Selection from St. Thomas Aquinas | M. C. D'Arcy, S.J.
(Westminster, MD: The Newman Press, 1954), 103-104.
St. Thomas was the heir of many worshippers at the shrine of the good--Plato, St. Augustine, and the pseudo-Dionysius--but his own statements are tempered by his preference for the intellect over the will, and as usual he starts with Aristotle: 'The good is that which all things desire.' He apologizes for this vague definition, and at the same time determines its meaning by pointing out that in knowledge we have often to learn of a cause by its effect, though the cause is, in reality, prior to the effect, and should, therefore, in knowledge precede it So, too, in this case, when we call the good the desirable, we do not mean that a thing is good because it is desirable, bu that it is desirable because it is good. That is to say, there is something in objects which makes us want them, and this character it is which goes by the name of the good. Hence, just as being in relation to the mind is the true, so in relation to the appetite it is the good.
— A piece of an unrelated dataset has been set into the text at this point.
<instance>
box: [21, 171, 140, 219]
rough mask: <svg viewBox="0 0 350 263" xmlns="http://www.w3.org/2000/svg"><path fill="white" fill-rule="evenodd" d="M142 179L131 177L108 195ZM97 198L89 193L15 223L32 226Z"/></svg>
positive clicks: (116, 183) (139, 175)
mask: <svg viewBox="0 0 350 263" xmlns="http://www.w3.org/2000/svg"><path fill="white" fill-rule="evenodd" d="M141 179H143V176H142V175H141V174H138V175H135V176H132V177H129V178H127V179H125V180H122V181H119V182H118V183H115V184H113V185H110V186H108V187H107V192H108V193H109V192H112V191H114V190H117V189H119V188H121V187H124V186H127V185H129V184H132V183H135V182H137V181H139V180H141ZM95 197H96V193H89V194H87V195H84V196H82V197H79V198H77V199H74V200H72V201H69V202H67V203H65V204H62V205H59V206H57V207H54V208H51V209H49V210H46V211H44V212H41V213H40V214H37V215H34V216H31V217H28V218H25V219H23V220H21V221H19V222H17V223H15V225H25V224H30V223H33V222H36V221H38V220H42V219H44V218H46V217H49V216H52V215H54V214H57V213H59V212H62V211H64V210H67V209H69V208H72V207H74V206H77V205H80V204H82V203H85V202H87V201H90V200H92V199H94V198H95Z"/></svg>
The good as conterminous with being will have diverse meanings and be only analogously one; and again, that which possesses being completely will be at the same time most desirable, most perfect, and most actual. God is the summum bonum, possessor and possessed in one act; all that is desirable he has and is in an infinite degree. Being in want of nothing, he has fruition of himself and desires nothing out of selfishness. If he diffuses good (bonum est diffusivum sui) then that good redounds to the credit of finite being and makes for finite excellence; it cannot add anything to what is already personified goodness.
Below God there is finite being and with potency there is want, and want is only another word for desire. Now the object desired cannot be wanted save as perfecting or completing in some way the subject of the desire. Therefore a closer analysis of the good reveals it as that which perfects the appetite or the being with the appetite. One step further; every being strives to be itself, to reach, in a metaphysical language, its act. It is defined by its nature to be a certain sort of thing. An engine, for instance, has a certain function, and it is a good engine according as it is capable of performing that function. Our body, again, has its laws which we neglect at our peril. That is to say, that our good is to be what we ought to be, to 'realize ourselves.' Good, then, is another name for perfection, and we can only desire things in so far as they seem in some way to possess what will be for our good. This holds true not only of ourselves but of every being, and it is worthy pointing out that just as potency has a place within being because of its association with act, so too that lack of completion which makes itself felt in desire is positive and good, by reason of the end to which it is directed.